The wreckage, believed to be a four-masted Canadian coal schooner named the Bessie White, has been fully exposed on New York's Fire Island.
"The ship's identity has not been confirmed," Paula Valentine, public affairs specialist at Fire Island National Seashore, told ABCNews.com. "But the old timers have told me that the remains are around where the Bessie White ran aground."
Bits of the ship's remains have peeped through the dunes many times over the decades after winter storms much smaller than Sandy, but until now no one knew the sand was hiding bus-size wreckage.
Cheryl Hapke, a United States Geological Survey researcher and barrier island expert based out of St. Petersburg, Fla., flew to New York prior to Sandy's landfall when it became clear the storm would have historic impact in order to study the barrier island.
Hapke said barrier islands like Fire Island naturally shift during storms, with dunes slowly inching toward the islands' centers.

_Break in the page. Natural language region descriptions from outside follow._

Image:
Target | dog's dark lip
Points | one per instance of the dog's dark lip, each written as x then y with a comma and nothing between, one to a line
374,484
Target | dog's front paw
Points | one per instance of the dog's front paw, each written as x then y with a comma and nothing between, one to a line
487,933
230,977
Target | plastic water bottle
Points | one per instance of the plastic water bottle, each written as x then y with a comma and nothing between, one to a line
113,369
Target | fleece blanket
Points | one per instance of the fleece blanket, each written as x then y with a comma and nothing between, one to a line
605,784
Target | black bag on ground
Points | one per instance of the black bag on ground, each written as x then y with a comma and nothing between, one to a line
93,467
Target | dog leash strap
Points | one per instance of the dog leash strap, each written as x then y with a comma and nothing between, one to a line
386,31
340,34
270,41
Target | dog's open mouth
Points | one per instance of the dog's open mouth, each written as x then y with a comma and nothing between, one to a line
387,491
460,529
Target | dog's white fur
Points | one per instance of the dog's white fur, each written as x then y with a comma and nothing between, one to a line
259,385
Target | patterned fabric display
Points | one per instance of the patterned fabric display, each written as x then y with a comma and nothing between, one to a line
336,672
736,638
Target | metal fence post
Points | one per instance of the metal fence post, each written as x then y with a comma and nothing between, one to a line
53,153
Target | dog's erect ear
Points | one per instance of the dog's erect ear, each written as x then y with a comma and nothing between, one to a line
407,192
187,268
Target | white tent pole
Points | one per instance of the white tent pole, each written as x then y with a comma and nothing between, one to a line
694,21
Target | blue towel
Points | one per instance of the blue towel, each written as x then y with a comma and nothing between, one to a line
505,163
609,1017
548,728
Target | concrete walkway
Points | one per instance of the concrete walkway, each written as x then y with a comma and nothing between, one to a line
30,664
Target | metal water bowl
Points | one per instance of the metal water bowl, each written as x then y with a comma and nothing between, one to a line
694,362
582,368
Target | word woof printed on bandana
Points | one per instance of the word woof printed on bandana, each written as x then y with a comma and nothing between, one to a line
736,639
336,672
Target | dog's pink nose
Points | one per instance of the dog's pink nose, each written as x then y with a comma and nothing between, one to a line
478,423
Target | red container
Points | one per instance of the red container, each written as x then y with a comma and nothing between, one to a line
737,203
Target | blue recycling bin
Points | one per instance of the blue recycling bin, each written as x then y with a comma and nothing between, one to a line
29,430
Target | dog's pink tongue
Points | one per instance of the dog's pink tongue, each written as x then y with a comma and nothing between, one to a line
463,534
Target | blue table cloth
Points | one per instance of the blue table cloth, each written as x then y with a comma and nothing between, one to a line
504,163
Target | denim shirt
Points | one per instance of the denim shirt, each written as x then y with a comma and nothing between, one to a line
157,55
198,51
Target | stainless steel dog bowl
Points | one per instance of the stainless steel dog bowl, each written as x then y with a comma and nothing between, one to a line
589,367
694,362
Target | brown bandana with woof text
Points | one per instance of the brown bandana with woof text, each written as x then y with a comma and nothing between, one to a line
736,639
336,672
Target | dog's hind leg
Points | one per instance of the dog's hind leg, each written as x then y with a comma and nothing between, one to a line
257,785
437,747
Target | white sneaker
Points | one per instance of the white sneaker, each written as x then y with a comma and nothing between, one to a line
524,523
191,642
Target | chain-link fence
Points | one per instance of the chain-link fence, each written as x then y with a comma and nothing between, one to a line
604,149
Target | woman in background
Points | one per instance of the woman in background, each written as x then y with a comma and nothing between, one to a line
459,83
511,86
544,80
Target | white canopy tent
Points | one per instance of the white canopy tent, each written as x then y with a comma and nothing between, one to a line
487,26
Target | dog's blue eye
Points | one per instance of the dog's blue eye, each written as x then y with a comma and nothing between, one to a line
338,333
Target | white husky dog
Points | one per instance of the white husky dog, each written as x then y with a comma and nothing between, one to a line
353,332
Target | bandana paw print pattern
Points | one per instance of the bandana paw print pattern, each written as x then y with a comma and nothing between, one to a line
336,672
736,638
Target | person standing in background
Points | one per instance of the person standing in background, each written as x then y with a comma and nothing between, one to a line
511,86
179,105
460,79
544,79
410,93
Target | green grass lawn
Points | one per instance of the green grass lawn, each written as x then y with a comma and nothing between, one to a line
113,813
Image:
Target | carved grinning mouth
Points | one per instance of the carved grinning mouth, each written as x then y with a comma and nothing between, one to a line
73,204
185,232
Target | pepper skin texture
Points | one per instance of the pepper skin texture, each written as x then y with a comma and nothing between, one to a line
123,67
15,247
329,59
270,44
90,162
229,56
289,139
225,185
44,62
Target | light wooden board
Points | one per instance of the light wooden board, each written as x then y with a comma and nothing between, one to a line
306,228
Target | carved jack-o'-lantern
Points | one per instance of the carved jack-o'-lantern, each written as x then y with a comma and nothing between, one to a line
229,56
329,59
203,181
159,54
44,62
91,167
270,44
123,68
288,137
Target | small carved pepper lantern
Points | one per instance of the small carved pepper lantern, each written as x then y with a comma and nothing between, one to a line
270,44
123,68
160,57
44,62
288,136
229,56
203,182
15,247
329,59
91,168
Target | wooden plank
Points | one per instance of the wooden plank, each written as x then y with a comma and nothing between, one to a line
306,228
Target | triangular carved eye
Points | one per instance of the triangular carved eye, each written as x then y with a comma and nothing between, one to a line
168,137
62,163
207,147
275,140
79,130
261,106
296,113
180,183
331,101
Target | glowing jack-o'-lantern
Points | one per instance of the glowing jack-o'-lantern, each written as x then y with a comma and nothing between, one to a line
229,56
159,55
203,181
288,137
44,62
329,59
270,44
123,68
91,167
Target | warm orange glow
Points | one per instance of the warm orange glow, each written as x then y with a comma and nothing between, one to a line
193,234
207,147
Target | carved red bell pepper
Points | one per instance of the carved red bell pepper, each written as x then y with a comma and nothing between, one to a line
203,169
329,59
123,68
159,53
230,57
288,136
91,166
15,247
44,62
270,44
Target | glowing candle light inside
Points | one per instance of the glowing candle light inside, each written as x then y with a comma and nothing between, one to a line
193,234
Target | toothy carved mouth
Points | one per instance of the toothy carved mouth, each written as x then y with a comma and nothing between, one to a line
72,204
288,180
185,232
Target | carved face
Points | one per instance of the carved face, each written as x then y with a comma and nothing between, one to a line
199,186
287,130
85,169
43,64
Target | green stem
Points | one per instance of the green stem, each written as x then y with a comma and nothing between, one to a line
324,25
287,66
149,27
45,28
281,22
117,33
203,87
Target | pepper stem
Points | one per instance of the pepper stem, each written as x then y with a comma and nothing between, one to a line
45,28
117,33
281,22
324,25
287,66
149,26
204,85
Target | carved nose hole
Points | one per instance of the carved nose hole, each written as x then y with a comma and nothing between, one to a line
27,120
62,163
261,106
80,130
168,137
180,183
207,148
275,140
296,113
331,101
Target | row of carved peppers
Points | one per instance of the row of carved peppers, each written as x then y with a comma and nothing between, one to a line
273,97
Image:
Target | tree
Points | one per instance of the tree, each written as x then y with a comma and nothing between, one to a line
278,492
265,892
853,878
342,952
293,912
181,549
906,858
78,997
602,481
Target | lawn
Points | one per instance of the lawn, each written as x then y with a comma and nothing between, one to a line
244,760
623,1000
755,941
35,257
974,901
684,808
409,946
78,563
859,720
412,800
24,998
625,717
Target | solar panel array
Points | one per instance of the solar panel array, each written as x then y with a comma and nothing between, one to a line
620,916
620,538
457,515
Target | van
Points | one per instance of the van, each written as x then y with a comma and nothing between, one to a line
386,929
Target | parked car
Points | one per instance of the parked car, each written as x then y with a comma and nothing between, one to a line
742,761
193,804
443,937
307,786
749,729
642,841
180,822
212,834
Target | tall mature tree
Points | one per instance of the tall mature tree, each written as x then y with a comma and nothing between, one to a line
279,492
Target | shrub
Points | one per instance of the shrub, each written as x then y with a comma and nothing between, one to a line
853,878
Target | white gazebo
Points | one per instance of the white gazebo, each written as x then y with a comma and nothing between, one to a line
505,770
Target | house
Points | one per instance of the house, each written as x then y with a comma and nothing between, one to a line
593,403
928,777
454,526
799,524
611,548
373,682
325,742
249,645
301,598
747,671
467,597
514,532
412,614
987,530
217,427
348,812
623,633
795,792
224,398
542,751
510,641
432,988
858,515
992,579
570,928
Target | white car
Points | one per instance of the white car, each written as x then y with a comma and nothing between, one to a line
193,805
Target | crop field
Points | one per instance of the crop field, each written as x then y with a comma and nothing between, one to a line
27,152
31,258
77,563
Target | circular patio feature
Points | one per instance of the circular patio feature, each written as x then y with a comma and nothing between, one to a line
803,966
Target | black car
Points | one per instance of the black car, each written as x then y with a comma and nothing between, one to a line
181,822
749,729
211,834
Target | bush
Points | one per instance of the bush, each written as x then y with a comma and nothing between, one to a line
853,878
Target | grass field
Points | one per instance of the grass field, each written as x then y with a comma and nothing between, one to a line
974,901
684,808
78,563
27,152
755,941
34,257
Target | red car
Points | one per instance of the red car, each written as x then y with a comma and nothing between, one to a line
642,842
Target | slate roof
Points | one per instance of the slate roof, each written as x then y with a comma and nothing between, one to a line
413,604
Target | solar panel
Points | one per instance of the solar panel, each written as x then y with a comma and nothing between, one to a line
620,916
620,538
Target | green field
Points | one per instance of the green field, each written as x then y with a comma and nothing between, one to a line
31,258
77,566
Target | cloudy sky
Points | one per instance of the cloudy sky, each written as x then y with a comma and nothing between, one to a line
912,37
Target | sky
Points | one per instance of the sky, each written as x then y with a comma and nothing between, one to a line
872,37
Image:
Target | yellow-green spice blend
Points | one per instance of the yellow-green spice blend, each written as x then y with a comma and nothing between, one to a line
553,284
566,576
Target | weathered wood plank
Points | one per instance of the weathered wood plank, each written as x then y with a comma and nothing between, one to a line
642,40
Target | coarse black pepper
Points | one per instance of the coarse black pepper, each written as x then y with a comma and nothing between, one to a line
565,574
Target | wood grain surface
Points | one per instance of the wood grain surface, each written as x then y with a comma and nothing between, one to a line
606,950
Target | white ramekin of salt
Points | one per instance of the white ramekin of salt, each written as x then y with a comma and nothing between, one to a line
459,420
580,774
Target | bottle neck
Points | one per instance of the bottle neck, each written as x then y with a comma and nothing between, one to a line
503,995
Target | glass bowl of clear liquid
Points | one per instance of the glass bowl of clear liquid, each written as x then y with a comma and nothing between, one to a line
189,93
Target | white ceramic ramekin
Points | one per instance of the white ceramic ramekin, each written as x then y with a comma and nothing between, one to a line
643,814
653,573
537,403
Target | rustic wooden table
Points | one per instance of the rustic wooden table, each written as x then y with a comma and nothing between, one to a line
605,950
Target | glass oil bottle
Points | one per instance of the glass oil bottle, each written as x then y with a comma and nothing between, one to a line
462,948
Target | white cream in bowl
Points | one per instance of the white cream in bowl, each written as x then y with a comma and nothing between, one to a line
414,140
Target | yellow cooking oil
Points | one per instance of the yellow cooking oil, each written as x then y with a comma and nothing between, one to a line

"Sandy moved the dunes much further, over 70 feet from where they were before the storm. That's why we now see so much of the wreck," Hapke told ABCNews.com.
Fire Island was hit hard by Sandy and many estimates put the portion of the island underwater at the height of the storm at 50 percent, some places by as much as nine feet above mean sea level.
Neither Hapke nor Valentine are certain if the ship remains will ever be positively identified. However, both agree that Sandy's impact was unprecedented and the uncovering of this shipwreck is a fine example.
"It is really exciting," said Hapke, "I've never seen anything like this exposed before."